According to Sentinel Security Group, who compiled statistics from the FBI per the NCVS (National Victimization Data Survey) and UCS (Uniform Crime Reports):

  • 38% of all assaults occur during a home invasion
  • 60% of all rapes occur during a home invasion

Security expert, Jordan Frankel – also known as The Security Sensei  – of Global Security Experts says  that 1 out of every 5 homes will encounter a violent home intrusion or burglary. He believes a rise in home invasions are a result of increased security measures – such as security cameras and monitored alarm systems – becoming the norm rather than the exception in previous commercial targets. Per Frankel:
Due to the increased security of commercial businesses, houses and apartments are considered much easier targets by criminals. Home invaders also know that many homeowners and renters still don't have alarm systems. In fact, it's the home without security devices that they look for when deciding on their next target.
Don't Think It Can't Happen to You

Doing a quick Google News search for "home invasion" will turn up dozens of recent reports, some just a couple of hours old, about home invasions that have happened all over the country.

Home invasions can happen anywhere and to anyone – from a father of five, killed in a Rock Hill, NC home invasion to a Hollywood actor in Los Angeles, CA, who confronted an intruder in his home after returning from the SAG awards. Here locally and just three days ago, a man in Ponchatoula shot a man he found burglarizing his home after the burglar pulled a gun on him.

No one is immune to a home invasion. In fact, the FBI states 13% of all homes are burglarized every year, and 85% of those are through the front door.

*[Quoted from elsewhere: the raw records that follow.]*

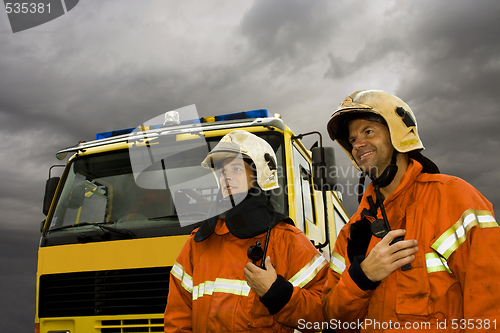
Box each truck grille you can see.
[99,318,164,332]
[39,267,171,318]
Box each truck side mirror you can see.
[43,177,60,216]
[311,147,337,191]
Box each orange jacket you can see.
[322,159,499,332]
[165,220,328,332]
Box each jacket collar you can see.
[381,158,422,206]
[214,219,229,236]
[354,159,423,221]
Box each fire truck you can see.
[36,108,349,332]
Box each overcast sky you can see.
[1,0,499,330]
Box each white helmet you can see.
[201,130,279,191]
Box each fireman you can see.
[164,130,328,332]
[322,90,499,332]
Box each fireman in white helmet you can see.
[165,130,328,332]
[322,90,499,331]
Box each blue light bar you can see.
[95,109,271,140]
[96,127,135,140]
[214,109,271,121]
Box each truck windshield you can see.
[47,133,285,240]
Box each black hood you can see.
[194,188,292,241]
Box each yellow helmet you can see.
[327,90,424,171]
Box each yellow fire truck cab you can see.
[36,109,349,333]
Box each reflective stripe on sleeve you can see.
[192,281,214,301]
[425,252,453,274]
[171,261,193,293]
[329,251,346,275]
[288,253,328,288]
[192,278,251,301]
[431,209,497,259]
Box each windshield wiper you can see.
[150,212,207,220]
[149,214,179,220]
[50,221,109,231]
[95,224,136,238]
[50,222,136,238]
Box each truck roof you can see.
[55,110,286,160]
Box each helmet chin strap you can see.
[371,149,399,188]
[357,149,399,203]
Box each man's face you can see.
[219,158,255,198]
[348,118,394,178]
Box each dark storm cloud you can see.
[240,0,337,71]
[396,0,500,215]
[0,1,184,140]
[0,227,39,330]
[0,0,497,225]
[324,36,406,80]
[398,0,500,101]
[320,0,500,216]
[1,1,499,330]
[0,0,263,231]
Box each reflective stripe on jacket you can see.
[322,159,499,332]
[165,220,328,332]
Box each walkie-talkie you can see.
[367,187,411,271]
[247,227,272,269]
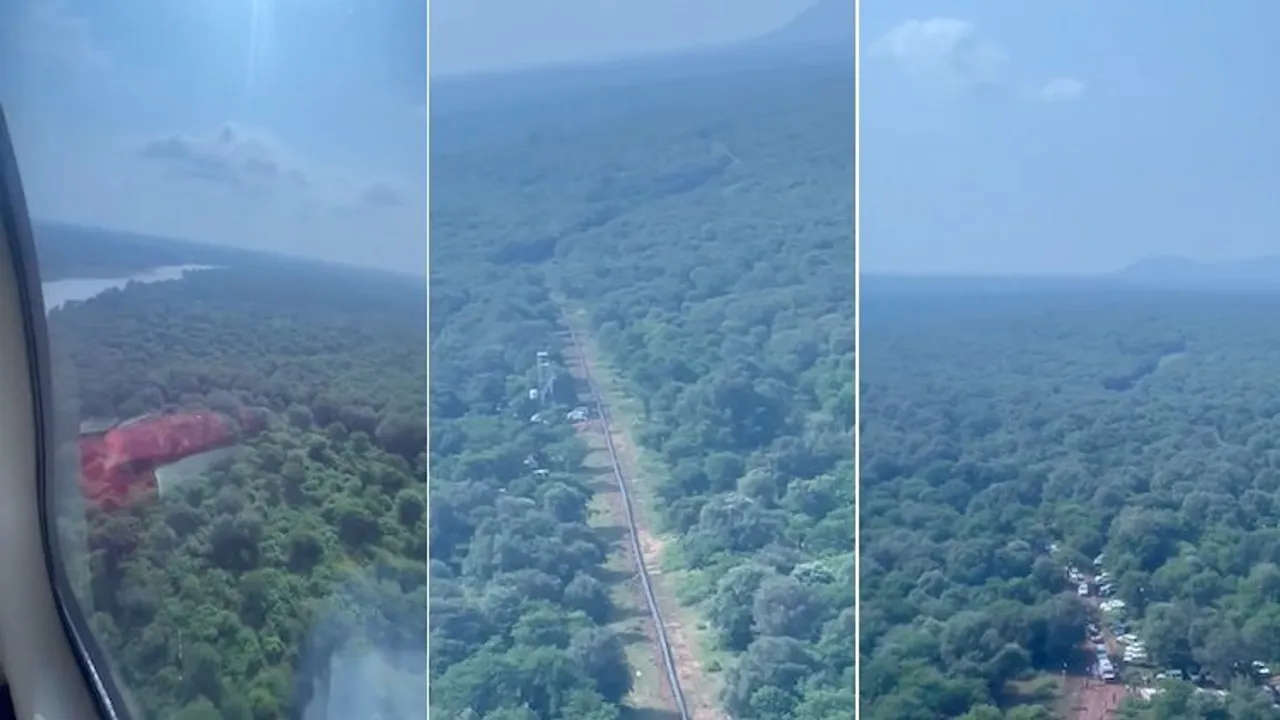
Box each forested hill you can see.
[861,281,1280,719]
[751,0,854,48]
[432,52,854,720]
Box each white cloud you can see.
[3,1,425,271]
[869,18,1009,93]
[138,123,407,211]
[870,18,975,71]
[872,17,1084,105]
[1038,77,1086,104]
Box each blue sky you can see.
[862,2,1280,275]
[0,0,427,273]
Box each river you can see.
[41,264,216,313]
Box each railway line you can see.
[561,318,692,720]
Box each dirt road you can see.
[1072,577,1128,719]
[574,412,675,718]
[1074,678,1125,720]
[559,314,725,720]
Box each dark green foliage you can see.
[433,50,853,719]
[42,254,426,719]
[428,261,626,719]
[862,281,1280,719]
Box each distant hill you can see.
[1117,255,1280,286]
[861,273,1121,298]
[751,0,854,49]
[32,220,271,281]
[432,2,851,119]
[31,220,423,284]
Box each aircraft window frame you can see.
[0,104,131,720]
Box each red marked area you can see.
[78,407,267,510]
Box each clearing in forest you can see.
[559,305,727,720]
[576,400,677,720]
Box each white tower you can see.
[536,351,554,407]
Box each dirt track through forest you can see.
[1071,677,1124,720]
[558,308,724,720]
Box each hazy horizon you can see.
[429,0,818,77]
[863,255,1280,279]
[31,217,426,280]
[0,0,844,274]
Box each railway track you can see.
[561,318,692,720]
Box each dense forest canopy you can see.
[861,279,1280,720]
[35,226,426,720]
[432,48,853,720]
[428,255,636,719]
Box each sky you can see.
[0,0,824,273]
[0,0,427,273]
[862,2,1280,275]
[429,0,815,76]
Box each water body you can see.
[41,264,216,313]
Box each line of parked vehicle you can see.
[1070,555,1149,687]
[1074,553,1280,709]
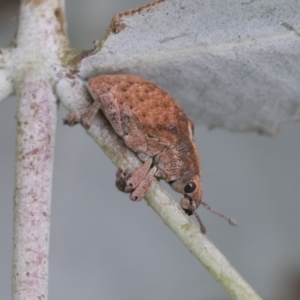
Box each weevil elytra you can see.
[64,74,236,233]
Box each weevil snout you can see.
[180,195,197,216]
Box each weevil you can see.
[64,74,236,233]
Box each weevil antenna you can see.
[201,201,237,226]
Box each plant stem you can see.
[10,0,67,299]
[12,72,57,300]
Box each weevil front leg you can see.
[130,166,157,201]
[63,100,102,129]
[116,158,152,193]
[116,158,156,201]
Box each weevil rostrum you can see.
[64,74,236,233]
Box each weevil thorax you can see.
[179,139,202,215]
[158,130,202,215]
[173,145,202,215]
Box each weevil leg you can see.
[129,165,157,201]
[80,100,102,129]
[115,158,153,194]
[63,100,102,129]
[63,112,82,126]
[116,167,131,191]
[100,94,124,136]
[124,158,153,193]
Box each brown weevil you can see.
[64,74,237,233]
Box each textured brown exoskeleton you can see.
[64,74,237,233]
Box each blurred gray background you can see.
[1,1,300,299]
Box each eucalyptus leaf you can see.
[80,0,300,134]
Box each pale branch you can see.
[10,0,68,300]
[57,77,262,300]
[13,71,57,300]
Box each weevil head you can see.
[169,174,202,215]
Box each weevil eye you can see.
[184,182,196,193]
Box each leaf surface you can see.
[80,0,300,134]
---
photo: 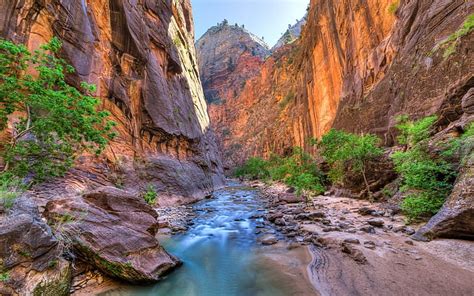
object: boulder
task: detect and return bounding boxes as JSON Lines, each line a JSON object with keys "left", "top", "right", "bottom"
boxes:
{"left": 340, "top": 243, "right": 367, "bottom": 264}
{"left": 44, "top": 186, "right": 180, "bottom": 283}
{"left": 276, "top": 192, "right": 304, "bottom": 204}
{"left": 413, "top": 151, "right": 474, "bottom": 241}
{"left": 0, "top": 197, "right": 71, "bottom": 295}
{"left": 259, "top": 234, "right": 278, "bottom": 245}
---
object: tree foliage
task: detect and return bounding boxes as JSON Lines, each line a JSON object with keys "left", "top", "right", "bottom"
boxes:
{"left": 0, "top": 38, "right": 115, "bottom": 183}
{"left": 318, "top": 129, "right": 383, "bottom": 198}
{"left": 234, "top": 147, "right": 325, "bottom": 196}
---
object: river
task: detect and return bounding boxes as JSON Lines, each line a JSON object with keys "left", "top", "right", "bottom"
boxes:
{"left": 101, "top": 181, "right": 316, "bottom": 296}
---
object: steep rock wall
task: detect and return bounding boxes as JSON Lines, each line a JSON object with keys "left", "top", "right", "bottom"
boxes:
{"left": 1, "top": 0, "right": 224, "bottom": 203}
{"left": 202, "top": 0, "right": 473, "bottom": 168}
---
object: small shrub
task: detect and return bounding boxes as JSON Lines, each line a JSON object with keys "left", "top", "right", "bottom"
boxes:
{"left": 401, "top": 193, "right": 446, "bottom": 221}
{"left": 234, "top": 148, "right": 325, "bottom": 196}
{"left": 143, "top": 185, "right": 158, "bottom": 205}
{"left": 0, "top": 174, "right": 24, "bottom": 209}
{"left": 395, "top": 115, "right": 437, "bottom": 147}
{"left": 285, "top": 173, "right": 324, "bottom": 196}
{"left": 435, "top": 13, "right": 474, "bottom": 58}
{"left": 0, "top": 271, "right": 9, "bottom": 282}
{"left": 279, "top": 91, "right": 294, "bottom": 109}
{"left": 388, "top": 1, "right": 399, "bottom": 14}
{"left": 48, "top": 259, "right": 59, "bottom": 269}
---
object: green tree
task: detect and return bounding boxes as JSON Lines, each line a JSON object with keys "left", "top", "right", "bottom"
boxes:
{"left": 318, "top": 129, "right": 383, "bottom": 199}
{"left": 0, "top": 38, "right": 115, "bottom": 183}
{"left": 234, "top": 157, "right": 270, "bottom": 180}
{"left": 234, "top": 147, "right": 325, "bottom": 197}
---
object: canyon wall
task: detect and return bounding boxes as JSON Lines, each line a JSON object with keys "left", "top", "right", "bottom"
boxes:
{"left": 202, "top": 0, "right": 473, "bottom": 168}
{"left": 1, "top": 0, "right": 224, "bottom": 203}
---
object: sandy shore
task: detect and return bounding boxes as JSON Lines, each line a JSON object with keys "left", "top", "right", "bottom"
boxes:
{"left": 250, "top": 180, "right": 474, "bottom": 296}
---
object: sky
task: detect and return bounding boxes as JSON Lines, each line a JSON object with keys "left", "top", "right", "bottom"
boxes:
{"left": 191, "top": 0, "right": 309, "bottom": 47}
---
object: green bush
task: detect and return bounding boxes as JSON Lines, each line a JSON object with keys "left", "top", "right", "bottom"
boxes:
{"left": 143, "top": 184, "right": 158, "bottom": 206}
{"left": 234, "top": 148, "right": 325, "bottom": 196}
{"left": 234, "top": 157, "right": 270, "bottom": 180}
{"left": 0, "top": 271, "right": 9, "bottom": 282}
{"left": 392, "top": 115, "right": 456, "bottom": 221}
{"left": 401, "top": 193, "right": 446, "bottom": 221}
{"left": 387, "top": 1, "right": 399, "bottom": 14}
{"left": 395, "top": 115, "right": 437, "bottom": 147}
{"left": 0, "top": 38, "right": 115, "bottom": 182}
{"left": 285, "top": 173, "right": 324, "bottom": 196}
{"left": 318, "top": 129, "right": 383, "bottom": 198}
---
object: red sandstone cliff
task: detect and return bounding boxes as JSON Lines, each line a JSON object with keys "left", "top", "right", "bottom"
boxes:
{"left": 202, "top": 0, "right": 473, "bottom": 169}
{"left": 1, "top": 0, "right": 224, "bottom": 203}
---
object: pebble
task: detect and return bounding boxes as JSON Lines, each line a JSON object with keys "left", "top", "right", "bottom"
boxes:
{"left": 259, "top": 234, "right": 278, "bottom": 245}
{"left": 367, "top": 218, "right": 384, "bottom": 227}
{"left": 343, "top": 238, "right": 360, "bottom": 244}
{"left": 360, "top": 225, "right": 376, "bottom": 234}
{"left": 363, "top": 241, "right": 376, "bottom": 249}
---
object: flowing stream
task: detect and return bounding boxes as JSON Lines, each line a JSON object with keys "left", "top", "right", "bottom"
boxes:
{"left": 102, "top": 181, "right": 315, "bottom": 296}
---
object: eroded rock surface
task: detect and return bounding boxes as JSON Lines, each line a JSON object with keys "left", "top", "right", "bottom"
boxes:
{"left": 0, "top": 198, "right": 71, "bottom": 295}
{"left": 44, "top": 187, "right": 180, "bottom": 283}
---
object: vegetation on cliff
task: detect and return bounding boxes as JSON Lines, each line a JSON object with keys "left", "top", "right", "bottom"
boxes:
{"left": 392, "top": 116, "right": 473, "bottom": 221}
{"left": 0, "top": 38, "right": 115, "bottom": 193}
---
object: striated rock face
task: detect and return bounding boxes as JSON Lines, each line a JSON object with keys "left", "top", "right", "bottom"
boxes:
{"left": 196, "top": 21, "right": 270, "bottom": 167}
{"left": 44, "top": 186, "right": 180, "bottom": 283}
{"left": 1, "top": 0, "right": 223, "bottom": 202}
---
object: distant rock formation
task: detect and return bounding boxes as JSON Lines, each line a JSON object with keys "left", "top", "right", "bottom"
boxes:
{"left": 272, "top": 17, "right": 306, "bottom": 51}
{"left": 196, "top": 20, "right": 270, "bottom": 104}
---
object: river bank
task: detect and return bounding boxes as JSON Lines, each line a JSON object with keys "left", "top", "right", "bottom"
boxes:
{"left": 251, "top": 180, "right": 474, "bottom": 296}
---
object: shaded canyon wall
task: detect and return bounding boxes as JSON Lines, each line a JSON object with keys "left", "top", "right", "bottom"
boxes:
{"left": 1, "top": 0, "right": 224, "bottom": 203}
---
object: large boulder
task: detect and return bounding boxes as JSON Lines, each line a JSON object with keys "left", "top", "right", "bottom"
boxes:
{"left": 413, "top": 150, "right": 474, "bottom": 241}
{"left": 0, "top": 197, "right": 71, "bottom": 295}
{"left": 44, "top": 186, "right": 180, "bottom": 283}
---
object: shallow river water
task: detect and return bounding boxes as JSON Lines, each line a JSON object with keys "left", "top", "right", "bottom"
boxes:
{"left": 102, "top": 181, "right": 315, "bottom": 296}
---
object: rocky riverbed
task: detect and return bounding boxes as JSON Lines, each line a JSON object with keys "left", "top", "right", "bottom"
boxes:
{"left": 70, "top": 180, "right": 474, "bottom": 296}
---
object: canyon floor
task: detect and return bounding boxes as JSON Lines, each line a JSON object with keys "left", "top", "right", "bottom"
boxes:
{"left": 70, "top": 180, "right": 474, "bottom": 296}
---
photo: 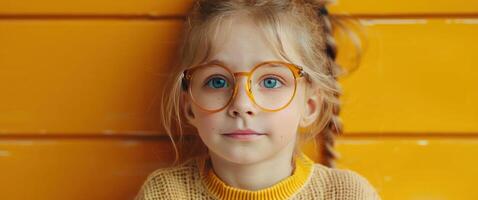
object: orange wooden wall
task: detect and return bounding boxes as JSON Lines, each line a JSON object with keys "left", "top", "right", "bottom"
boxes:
{"left": 1, "top": 0, "right": 477, "bottom": 199}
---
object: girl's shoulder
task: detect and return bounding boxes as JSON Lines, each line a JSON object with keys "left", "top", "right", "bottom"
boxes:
{"left": 304, "top": 163, "right": 381, "bottom": 200}
{"left": 134, "top": 159, "right": 207, "bottom": 200}
{"left": 143, "top": 158, "right": 198, "bottom": 182}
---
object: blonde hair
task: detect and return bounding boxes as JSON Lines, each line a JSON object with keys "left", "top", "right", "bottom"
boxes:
{"left": 160, "top": 0, "right": 362, "bottom": 167}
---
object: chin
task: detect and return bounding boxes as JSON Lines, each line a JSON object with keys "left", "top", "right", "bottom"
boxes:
{"left": 217, "top": 150, "right": 268, "bottom": 165}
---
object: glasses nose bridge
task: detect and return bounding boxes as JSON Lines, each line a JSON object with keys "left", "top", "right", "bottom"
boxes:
{"left": 230, "top": 71, "right": 254, "bottom": 101}
{"left": 232, "top": 71, "right": 252, "bottom": 87}
{"left": 233, "top": 71, "right": 251, "bottom": 78}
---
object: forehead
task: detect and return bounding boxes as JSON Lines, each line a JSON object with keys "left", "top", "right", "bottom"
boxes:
{"left": 203, "top": 13, "right": 299, "bottom": 72}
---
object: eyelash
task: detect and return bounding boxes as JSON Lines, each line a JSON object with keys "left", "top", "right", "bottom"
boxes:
{"left": 203, "top": 75, "right": 230, "bottom": 88}
{"left": 258, "top": 75, "right": 287, "bottom": 86}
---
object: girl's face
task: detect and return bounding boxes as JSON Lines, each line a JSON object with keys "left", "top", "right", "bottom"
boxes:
{"left": 184, "top": 16, "right": 314, "bottom": 165}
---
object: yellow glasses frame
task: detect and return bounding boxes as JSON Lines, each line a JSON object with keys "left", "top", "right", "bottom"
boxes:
{"left": 181, "top": 60, "right": 309, "bottom": 113}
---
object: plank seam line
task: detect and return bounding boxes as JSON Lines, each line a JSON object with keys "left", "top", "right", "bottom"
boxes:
{"left": 0, "top": 13, "right": 478, "bottom": 20}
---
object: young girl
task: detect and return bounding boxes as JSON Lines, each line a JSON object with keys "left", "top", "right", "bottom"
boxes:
{"left": 136, "top": 0, "right": 380, "bottom": 199}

An intruder doesn't just have to force his way in. There are far too many horror stories of victims who were overtaken in their homes by the simple act of opening the door to a stranger – one who needs to supposedly use the phone or is dressed as maintenance or delivery person or even a police officer. In their article on home invasions, the Professor's House blog gives these tips for what to do when you hear a knock on the door:
  • Always check to see who is there before you answer the door.
  • Always respond so the person knows someone is home.
  • Do not open the door to anyone you do not know. Remember, you do not have to open the door to anyone.
  • Ask for identification. Once you have seen it, ask for secondary identification such as a telephone number that you can call to verify the person's status.
  • Pretend there are other people in the house by calling out someone's name. Keep your radio or television on.
  • If you see any suspicious persons, activities, or vehicles in your area, do not be afraid to call 911.
The Security Sensei notes that "it's the home without security devices that they look for when deciding on their next target", so naturally the best protection you can have is a security system  - especially one installed and monitored by a professional company. Even if the intruder does get inside and tells you to disarm the alarm, you can – instead – type in a duress code that will immediately notify the authorities that you are in danger.